HOLOPHONIX integrates a 3D algorithmic reverberation developed by Ircam's STMS Lab, which integrates both controls over acoustic propagation parameters for virtual sources, and reverberation simulation parameters.
Each spatialization bus is associated with a reverberation bus, that is adapted to the spatialization format.
Understanding the Reverb Engine
When an acoustic source radiates its sound in a room, its energy propagates across multiple directions before coming back to our ears. We perceive the direct sound first, then the early reflections, and finally the diffuse field.
The direct sound comes from a unique direction, at the localization of the source. In standard reverberations this is often called the "dry" signal.
The early reflections are caused by the walls close to the source. They come from multiple directions surrounding the source, bringing complementary localization cues, as well as information about the room's size and tone.
Finally, the diffuse field is caused by the multiple and repeated reflections on all the walls of the room. It doesn't bring cues about the source localization, but rather information about the room characteristics such as size and tone. The diffuse field comes from all the directions.
The diffuse field can be subdivided into two temporal sections: the cluster, followed by the late reverberation. The cluster is composed, much like the early reflections, of multiple delayed signals, progressively blending with the late reverb. Finally comes the late reverberation that is caused by so many reflections over the walls that the delays are not perceptible anymore.
The level ratio between those components also has an impact over the perception of distance in sound localization. With its Slave mode, HOLOPHONIX allows linking to the source distance the following parameters: source delay, direct, early gain and reverb send.
Source-related parameters allow adjusting the direct, early and reverb send levels and mute, the early width and slave mode.
The 'Direct' section corresponds to the sound coming directly from the source, which is the equivalent of the 'dry' signal for standard reverbs.
The early reflections are part of what is usually called the 'wet' signal. However, in HOLOPHONIX, because the early reflections are panned around the source position, this parameter is independent of the rest of the reverberation.
The Early Width sets the wideness of the early reflections around the source position. The 30° default value implies that the leftmost early reflection signal will come from -15° at the left of the source, and the rightmost early signal from +15° at the right of the source.
The Reverb Gain sets the level of the signal to be sent to the reverberation bus.

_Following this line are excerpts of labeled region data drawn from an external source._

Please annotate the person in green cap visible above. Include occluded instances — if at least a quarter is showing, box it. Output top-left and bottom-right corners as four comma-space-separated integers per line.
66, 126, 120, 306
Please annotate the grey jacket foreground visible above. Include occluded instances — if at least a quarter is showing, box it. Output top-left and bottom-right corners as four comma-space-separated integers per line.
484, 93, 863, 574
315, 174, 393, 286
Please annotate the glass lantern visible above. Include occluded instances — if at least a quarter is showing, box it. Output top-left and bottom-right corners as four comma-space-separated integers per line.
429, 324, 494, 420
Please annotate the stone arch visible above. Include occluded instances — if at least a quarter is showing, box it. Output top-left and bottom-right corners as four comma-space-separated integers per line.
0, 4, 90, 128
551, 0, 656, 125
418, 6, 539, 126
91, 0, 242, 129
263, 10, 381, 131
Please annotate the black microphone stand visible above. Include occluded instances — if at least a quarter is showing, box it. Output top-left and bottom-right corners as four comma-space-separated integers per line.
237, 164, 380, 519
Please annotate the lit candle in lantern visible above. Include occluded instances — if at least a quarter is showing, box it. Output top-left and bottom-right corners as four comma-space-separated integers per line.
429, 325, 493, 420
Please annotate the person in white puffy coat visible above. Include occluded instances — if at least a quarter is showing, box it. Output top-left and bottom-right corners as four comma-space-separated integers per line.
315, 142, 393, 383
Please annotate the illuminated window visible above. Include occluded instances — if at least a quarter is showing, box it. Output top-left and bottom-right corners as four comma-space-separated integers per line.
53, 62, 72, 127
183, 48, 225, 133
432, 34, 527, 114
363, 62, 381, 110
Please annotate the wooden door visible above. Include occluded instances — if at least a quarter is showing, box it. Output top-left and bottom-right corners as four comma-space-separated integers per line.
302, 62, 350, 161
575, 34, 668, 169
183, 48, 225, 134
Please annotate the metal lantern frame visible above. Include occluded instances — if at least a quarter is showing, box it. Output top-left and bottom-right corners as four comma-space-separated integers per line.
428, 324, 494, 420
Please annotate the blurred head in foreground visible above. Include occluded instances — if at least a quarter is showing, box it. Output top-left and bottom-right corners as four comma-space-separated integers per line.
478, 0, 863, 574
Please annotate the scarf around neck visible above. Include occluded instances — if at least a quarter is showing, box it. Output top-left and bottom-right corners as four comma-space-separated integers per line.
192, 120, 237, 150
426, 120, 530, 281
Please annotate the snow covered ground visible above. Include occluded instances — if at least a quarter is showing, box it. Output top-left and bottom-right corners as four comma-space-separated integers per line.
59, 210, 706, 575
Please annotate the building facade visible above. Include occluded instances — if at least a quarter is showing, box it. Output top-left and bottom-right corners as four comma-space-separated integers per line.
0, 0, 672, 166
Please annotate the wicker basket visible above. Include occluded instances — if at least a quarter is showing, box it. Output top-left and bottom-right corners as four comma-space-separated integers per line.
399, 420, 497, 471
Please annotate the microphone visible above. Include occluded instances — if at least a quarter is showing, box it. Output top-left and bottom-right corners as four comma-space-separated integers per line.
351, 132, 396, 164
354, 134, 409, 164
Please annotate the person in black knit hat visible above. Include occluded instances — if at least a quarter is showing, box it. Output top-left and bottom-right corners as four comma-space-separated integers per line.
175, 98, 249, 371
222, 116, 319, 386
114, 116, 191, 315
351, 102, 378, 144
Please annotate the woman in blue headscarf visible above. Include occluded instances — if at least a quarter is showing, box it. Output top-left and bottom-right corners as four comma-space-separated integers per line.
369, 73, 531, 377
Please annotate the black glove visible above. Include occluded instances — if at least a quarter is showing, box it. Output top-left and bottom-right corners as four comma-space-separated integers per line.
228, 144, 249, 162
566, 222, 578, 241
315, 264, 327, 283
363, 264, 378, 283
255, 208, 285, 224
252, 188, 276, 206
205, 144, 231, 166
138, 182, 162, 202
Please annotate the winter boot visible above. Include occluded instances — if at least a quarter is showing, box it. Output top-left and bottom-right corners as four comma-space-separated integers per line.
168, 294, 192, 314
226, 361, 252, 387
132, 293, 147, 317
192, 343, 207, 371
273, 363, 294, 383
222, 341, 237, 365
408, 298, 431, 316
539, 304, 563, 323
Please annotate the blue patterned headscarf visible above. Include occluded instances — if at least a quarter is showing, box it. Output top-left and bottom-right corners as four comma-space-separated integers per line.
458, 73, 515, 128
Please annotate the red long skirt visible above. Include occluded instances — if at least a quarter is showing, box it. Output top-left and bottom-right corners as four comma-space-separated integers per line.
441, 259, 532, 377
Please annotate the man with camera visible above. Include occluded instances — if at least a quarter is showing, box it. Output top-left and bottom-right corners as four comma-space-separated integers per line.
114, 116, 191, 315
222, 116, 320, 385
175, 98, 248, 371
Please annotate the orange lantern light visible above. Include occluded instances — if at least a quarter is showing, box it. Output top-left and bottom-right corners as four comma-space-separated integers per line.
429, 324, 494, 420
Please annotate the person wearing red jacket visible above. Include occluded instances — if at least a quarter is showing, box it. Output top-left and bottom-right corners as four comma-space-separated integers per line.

The Slave mode allows you to link the desired parameter to the source position. The attenuation is calculated according to the distance from the source to the reference point. The gains decay following an inverse square law.
The reverberation parameters are available along with the settings of the associated bus.
The Reverberation Gain allows adjusting its global level.
The reverberation integrates a Mute button independent from the bus mute. However, when muting the spatialization bus, the reverb will be automatically muted too, for more convenience. If you want to mute the bus but not the reverberation, you can still unmute the reverb after muting the bus.
The reverberation bus includes the same EQ as any audio object.
This setting allows you to change the perception of the simulated space. It will change the delay values computed for the Early, Cluster and Late sections of the reverb.
Reverb TimeTR0 sets the general reverberation time between 0.1 and 120 seconds. The TRL, TRM, and TRH settings allow adjusting the relative reverberation time per frequency band (Low, Medium, High) between 0.1 and 10 times the global reverberation time. Each band decays at an exponential rate. Use FL and FH to set the crossover frequencies between these three bands.
The AIR parameter allows you to take into account the air absorption in the reverberation's acoustic simulation.